Il Co.Ge.Mo. Roma, il consorzio che dovrebbe gestire la pesca delle vongole e dei molluschi bivalvi, è accusato di essere un “consorzio fantasma”.
L’accusa è quella di essere privo di soci reali e di attività concrete, ma ancora ufficialmente titolare della gestione di un intero compartimento marittimo.
La vicenda è arrivata fino in Parlamento, dove il senatore del Movimento 5 stelle Orfeo Mazzella, insieme ad altri 8 colleghi, ha presentato un’interrogazione al Ministro dell’Agricoltura, della Sovranità alimentare e delle Foreste.
Il consorzio ‘fermo’ da 15 anni
Nell’atto si legge che «la gestione della pesca dei molluschi bivalvi è affidata ai consorzi riconosciuti costituiti tra imprese di pesca», ma che nel caso del Co.Ge.Mo. Roma «l’inattività si protrae da circa 15 anni».
Secondo i parlamentari, il consorzio, con sede ad Anzio, non avrebbe rinnovato regolarmente la propria autorizzazione dal 2008, anno dell’ultimo decreto ministeriale.
Per essere regolare, la rappresentatività delle imprese all’interno del consorzio, che deve comunque risultare pari almeno al 51 per cento delle imprese autorizzate alla pesca dei molluschi bivalvi.

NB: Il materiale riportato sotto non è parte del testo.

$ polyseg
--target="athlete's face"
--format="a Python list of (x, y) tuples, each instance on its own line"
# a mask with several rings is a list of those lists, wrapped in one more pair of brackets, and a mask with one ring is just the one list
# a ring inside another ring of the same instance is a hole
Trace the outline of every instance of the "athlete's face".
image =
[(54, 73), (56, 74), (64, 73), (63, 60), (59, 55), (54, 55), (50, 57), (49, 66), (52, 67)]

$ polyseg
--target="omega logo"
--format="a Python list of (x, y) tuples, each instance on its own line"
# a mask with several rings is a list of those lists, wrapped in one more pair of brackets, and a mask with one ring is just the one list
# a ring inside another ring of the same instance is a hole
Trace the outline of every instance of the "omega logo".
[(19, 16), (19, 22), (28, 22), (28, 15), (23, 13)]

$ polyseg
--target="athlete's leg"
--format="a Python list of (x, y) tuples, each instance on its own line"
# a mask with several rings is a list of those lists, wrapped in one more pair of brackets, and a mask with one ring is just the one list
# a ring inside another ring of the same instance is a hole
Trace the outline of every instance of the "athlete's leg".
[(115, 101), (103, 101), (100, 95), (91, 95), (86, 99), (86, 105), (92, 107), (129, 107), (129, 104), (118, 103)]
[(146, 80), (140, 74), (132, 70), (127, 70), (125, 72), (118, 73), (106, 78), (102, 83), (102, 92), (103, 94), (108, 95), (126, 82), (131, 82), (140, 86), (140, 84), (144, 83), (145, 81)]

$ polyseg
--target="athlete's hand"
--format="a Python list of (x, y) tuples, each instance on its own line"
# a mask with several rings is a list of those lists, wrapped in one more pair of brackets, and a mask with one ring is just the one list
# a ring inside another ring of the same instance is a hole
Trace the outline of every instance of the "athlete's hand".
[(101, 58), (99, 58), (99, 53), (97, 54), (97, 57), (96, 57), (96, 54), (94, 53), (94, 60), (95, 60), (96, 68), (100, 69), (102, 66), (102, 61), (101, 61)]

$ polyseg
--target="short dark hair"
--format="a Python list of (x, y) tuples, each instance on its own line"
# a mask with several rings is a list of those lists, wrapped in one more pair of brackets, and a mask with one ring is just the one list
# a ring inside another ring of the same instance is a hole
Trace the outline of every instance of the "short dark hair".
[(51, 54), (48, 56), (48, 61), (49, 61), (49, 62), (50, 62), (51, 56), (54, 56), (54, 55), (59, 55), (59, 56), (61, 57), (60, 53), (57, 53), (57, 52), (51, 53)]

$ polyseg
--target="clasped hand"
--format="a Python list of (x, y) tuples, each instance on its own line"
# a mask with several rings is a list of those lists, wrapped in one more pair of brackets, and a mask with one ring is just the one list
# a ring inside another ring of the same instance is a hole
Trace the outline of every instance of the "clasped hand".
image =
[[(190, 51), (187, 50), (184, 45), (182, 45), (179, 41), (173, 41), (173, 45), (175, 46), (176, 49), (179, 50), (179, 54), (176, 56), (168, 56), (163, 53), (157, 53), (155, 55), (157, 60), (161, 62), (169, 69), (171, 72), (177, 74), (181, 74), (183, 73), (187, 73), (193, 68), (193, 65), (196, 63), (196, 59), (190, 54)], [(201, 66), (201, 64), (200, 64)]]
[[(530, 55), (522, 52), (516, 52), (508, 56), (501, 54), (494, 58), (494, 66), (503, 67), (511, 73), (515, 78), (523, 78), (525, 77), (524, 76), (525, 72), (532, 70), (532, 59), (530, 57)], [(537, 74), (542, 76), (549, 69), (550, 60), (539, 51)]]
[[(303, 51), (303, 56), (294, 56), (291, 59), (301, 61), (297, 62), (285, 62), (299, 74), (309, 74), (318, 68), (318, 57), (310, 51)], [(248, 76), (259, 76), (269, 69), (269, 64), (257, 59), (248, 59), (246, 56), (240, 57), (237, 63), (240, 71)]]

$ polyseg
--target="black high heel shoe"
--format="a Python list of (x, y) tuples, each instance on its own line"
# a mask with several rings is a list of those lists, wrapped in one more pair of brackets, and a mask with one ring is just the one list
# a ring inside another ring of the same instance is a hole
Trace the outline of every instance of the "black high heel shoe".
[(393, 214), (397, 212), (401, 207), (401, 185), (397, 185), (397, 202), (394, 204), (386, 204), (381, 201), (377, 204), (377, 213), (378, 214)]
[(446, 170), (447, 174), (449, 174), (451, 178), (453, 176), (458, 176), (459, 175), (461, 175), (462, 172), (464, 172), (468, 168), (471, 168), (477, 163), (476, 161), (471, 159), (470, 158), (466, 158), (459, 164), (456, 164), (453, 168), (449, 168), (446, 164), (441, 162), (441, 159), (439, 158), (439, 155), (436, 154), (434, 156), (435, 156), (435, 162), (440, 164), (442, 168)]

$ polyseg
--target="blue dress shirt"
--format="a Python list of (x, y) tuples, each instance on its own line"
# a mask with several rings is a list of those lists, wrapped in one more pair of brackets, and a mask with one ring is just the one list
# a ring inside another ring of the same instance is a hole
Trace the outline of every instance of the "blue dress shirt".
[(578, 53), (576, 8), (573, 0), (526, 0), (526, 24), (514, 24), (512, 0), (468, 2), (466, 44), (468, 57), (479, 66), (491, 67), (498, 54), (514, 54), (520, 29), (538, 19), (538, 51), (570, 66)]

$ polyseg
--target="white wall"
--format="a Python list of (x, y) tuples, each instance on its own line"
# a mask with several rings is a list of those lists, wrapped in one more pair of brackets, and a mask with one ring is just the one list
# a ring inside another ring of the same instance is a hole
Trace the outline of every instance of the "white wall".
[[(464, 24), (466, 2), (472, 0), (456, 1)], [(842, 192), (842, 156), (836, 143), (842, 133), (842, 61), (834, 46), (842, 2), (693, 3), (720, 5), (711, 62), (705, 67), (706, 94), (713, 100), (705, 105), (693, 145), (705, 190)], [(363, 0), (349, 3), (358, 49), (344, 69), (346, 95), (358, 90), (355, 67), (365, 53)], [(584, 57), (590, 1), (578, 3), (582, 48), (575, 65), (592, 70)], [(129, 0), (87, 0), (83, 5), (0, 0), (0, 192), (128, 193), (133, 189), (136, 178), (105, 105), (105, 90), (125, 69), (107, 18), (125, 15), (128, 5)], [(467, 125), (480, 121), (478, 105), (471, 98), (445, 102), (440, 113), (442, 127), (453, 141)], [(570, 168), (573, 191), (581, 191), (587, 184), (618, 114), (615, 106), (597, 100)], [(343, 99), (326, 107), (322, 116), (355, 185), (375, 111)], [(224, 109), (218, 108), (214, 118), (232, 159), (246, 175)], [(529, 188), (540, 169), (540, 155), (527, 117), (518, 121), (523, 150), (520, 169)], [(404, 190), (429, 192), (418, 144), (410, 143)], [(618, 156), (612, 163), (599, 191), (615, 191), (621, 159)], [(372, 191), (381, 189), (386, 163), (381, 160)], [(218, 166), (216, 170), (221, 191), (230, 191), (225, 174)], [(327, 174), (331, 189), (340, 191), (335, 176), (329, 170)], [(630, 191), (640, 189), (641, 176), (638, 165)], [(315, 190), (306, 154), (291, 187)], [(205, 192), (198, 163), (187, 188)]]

Alla Capitaneria di Porto nel 2024 è stato chiesto di indagare su questo aspetto.
Il Consorzio composto da 1 socio su 78 imprese esistenti
Dall’esito è emerso che, su 28 imprese presenti, una ha aderito al Co.Ge.Mo. Roma e le restanti 27 non hanno aderito. Considerato che, secondo la banca dati SIAN, risultano censite 78 imprese, non è stato possibile determinare in quell’occasione l’adesione al Co.Ge.Mo. della soglia del 51 per cento delle imprese autorizzate. E stato quindi chiesto il commissariamento del consorzio.
Nonostante questo, il 26 febbraio 2025 la gestione sarebbe stata nuovamente affidata allo stesso consorzio, che in sede di rinnovo avrebbe presentato soltanto «una dichiarazione sostitutiva dell’atto di notorietà» contenente il numero delle imprese socie, per dimostrare la propria rappresentatività, al posto della visura camerale ufficiale.
Una decisione che ha fatto infuriare molti pescatori. «Il Co.Ge.Mo. Roma è privo di compagine sociale e incapace di gestire il settore» denunciano da tempo gli operatori, molti dei quali hanno scelto di dimettersi dal consorzio e costituire un nuovo gruppo (non riconosciuto, però), il Cogemo Romae, per cercare di riportare ordine nella gestione della pesca.
Il Consorzio fantasma blocca la pesca
Ma la situazione, invece di migliorare, è precipitata. A settembre 2025 il Co.Ge.Mo. Roma ha deliberato il fermo biologico della pesca delle vongole.
Un atto che, secondo i pescatori, sarebbe stato deciso da un’assemblea che «non esiste», visto che «la visura camerale del consorzio annovera zero soci».
La sospensione delle attività, priva dell’apposita ordinanza ufficiale, ha avuto conseguenze pesantissime: le imprese non possono accedere agli indennizzi previsti per i periodi di fermo obbligatorio.
«Le nostre barche sono ferme in porto e non possiamo nemmeno presentare domanda di sostegno al reddito» raccontano gli operatori del litorale laziale, ormai allo stremo. «Le vongole sono sempre meno, i cannolicchi quasi scomparsi, e senza aiuti molte famiglie rischiano di non farcela».
Le richieste al Governo
Nell’interrogazione, Mazzella chiede al Governo di intervenire subito per chiarire la situazione e «garantire la regolare rappresentatività e funzionalità del Co.Ge.Mo. Roma nella gestione della pesca dei molluschi bivalvi».
Chiede inoltre al Ministro quali misure di vigilanza e controllo intenda adottare «per prevenire la formazione di consorzi fantasma» e assicurare che eventuali commissariamenti o revoche siano eseguiti «con tempi certi e trasparenti».
Oggi il mare del Lazio è fermo. Le reti restano a terra, i pescherecci attraccati. E mentre la burocrazia discute su chi debba davvero gestire la pesca dei molluschi, chi vive di quel lavoro teme di perdere tutto.
«Serve una soluzione immediata – dicono i pescatori – perché non possiamo più aspettare. Le vongole non crescono in ufficio».